Anticipated apologies if I misunderstood or misrepresented anything, but I think we need to be very cautious with referring to material and decisions that seem to suit our case without taking a closer look.

Also, I'm reminded of the NICE guidance on chronic pain (discussed here) -- would we want Cochrane to adopt NICE' evidence review of this guidance, too?


(Edit to replace centuries with decades :facepalm: )
Edit 2 to remove redundant part.
Edit 3 to remove another redundant part and to clarify the point about the bmj's role in the tangled story of ME/CFS
 
Last edited:
I think the situation is hardly comparable -- only able to skim-read but if i understood correctly, the NICE commissioned an external reviewer to evaluate the evidence who found the evidence base not strong enough to issue an actual position:

"The evidence reviews were published in March 2021. Unfortunately, the available evidence was not deemed strong enough to form the basis of a policy position."

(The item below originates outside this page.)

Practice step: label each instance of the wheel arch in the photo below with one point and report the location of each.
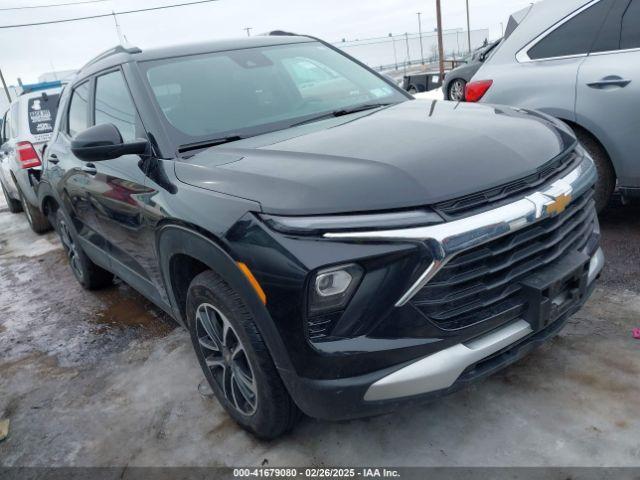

For me what is relevant is not whether the ME exercise situation or the use of puberty blockers have any specific parallels, but rather that it is a precedent of Cochrane using NICE reviews to inform their own action. Obviously Cochrane should not be bound to slavishly adopt any NICE position, but I think Cochrane now needs a clear justification for not withdrawing their flawed exercise review completely and why they need to commence a new review, in the light of the seemingly clear conclusions from the NICE evidence review and the consequent new NICE ME/CFS guidelines.
 
For me what is relevant is not whether the ME exercise situation or the use of puberty blockers have any specific parallels, but rather that it is a precedent of Cochrane using NICE reviews to inform their own action.
I realized that bit but the reasoning behind this officially seems to be there is no sufficiently strong evidence base to do a review. That is a step before doing the actual assessment of the evidence.

And again, just to follow NICE's decisions per se seems not a good point -- see the old NICE guideline (based mainly on the same evidence base but different criteria in the assessment process) and also the current chronic pain guideline.

Not defending Cochrane in any way just don't think this is a good point on our behalf.